[The question then is whether courage or wisdom is the more comprehensive virtue. The answer is dependent on the outcome of the famous discussion about the priority of intellect or will in the essence of being., and consequently, in the human personality.] Since Thomas decides unambiguously for the intellect, as a necessary consequence he subordinates courage to wisdom. A decision for the priority of the will would point to a greater, though not a total, independence of courage in its relation to wisdom. The difference between the two lines of thought is decisive for the valuation of “venturing courage” (in religious terms, the “risk of faith”). Under the dominance of wisdom courage is essentially the “strength of mind” which makes obedience to the dictates of reason (or revelation) possible, while venturing courage participates in the creation of wisdom. The obvious danger of the first view is uncreative stagnation, as we find in a good deal of Catholic and some rationalistic thought, while the equally obvious danger of the second view is undirected willfulness, as we find in some Protestant and much Existentialist thinking.

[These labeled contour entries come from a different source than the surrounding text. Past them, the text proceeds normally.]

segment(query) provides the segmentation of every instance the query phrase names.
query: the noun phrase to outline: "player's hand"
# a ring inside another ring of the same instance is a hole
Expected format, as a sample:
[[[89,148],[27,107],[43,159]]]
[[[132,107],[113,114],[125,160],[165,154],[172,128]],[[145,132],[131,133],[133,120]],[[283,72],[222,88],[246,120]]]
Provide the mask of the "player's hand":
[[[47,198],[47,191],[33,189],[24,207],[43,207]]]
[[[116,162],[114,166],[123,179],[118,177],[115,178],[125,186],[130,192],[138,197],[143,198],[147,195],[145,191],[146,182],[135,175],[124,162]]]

However Thomas also defends the more limited meaning of courage (which he always calls fortitude) as a virtue beside others. As usual in these discussions he refers to the soldier’s courage as the outstanding example of courage in the limited sense. This corresponds to the general tendency of Thomas to combine the aristocratic structure of medieval society with the universalist elements of Christianity and humanism. Perfect courage is, according to Thomas, a gift of the Divine Spirit. Through the Spirit natural strength of mind is elevated to its supernatural perfection. This however means that it is united with the specifically Christian virtues, faith, hope, and love. Thus a development is visible in which the ontological side of courage is taken into faith (including hope), while the ethical side of courage is taken into love or the principle of ethics. The reception of courage into faith, especially insofar as it implies hope, appears rather early, e.g. in Ambrose’s doctrine of courage. He follows the ancient tradition, when he calls fortitudo a “loftier virtue than the rest,” although it never appears alone. Courage listens to reason and carries out the intention of the mind. It is the strength of the soul to win victory in ultimate danger, like those martyrs of the Old Testament who are enumerated in Hebrews n. Courage gives consolation, patience, and experience and becomes indistinguishable from faith and hope. In the light of this development we can see that every attempt to define courage is confronted with these alternatives: either to use courage as the name for one virtue among others, blending the larger meaning of the word into faith and hope; or to preserve the larger meaning and interpret faith through an analysis of courage. This book follows the second alternative, partly because I believe that “faith” needs such a reinterpretation more than any other religious term.